E proprio di apicoltura tratta il documento postale protagonista dello sfizio di oggi, una cartolina spedita il 16 marzo 1920 da Salvatore Mazzarella, Studio di Ingegneria agricola di Palermo, e indirizzata al cav. Di Benedetto, sempre a Palermo.

Questo il testo:
«Egregio amico, Se Ella otterrà degli sciami dal suo alveare e potesse destinarne qualcuno per me, ben s’intende pagandolo, mi farebbe cosa particolarmente gradita, avendo messo su, nel mio villino, un alveare, pel quale sono alla ricerca di famiglie apistiche. Con distinti ossequi mi abbia Cordialmente(?), S Mazzarella.»
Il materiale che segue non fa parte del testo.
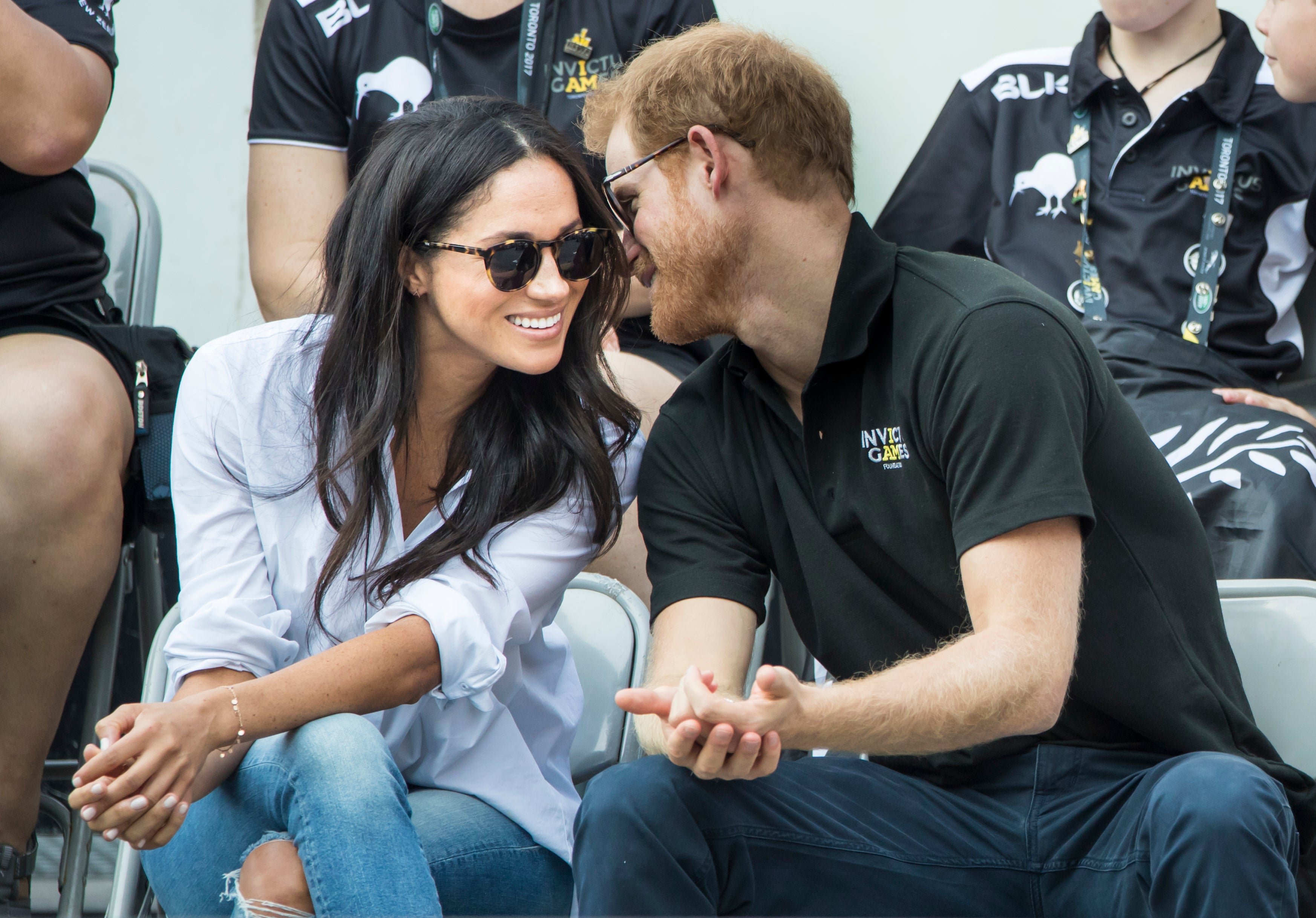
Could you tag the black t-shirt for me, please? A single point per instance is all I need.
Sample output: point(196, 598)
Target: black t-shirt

Per moltiplicare una colonia, gli apicoltori trasferiscono favi con uova giovani e api operaie da un alveare forte a uno nuovo con provviste. In circa due settimane, se tutto procede bene, nasce una nuova regina.
Il processo si chiama sciamatura, ed è evidentemente quanto l’ing. Mazzarella proponeva al cavaliere.

L’apicoltura è certamente finalizzata, come scopo primario, alla raccolta e quindi commercializzazione del miele, però è indubbio il fatto che una gran bella contropartita c’è. Se vogliamo semplificarla: noi facciamo in modo che le api vivano, crescano, si moltiplichino, e loro ci restituiscono il favore donandoci il miele. Se volete, mettiamola così, ma anche così fosse a me starebbe bene.

E adesso che è arrivata l’estate e staremo tanto tempo all’aria aperta, ricordiamoci quanto sono importanti le api, le nostre amiche api.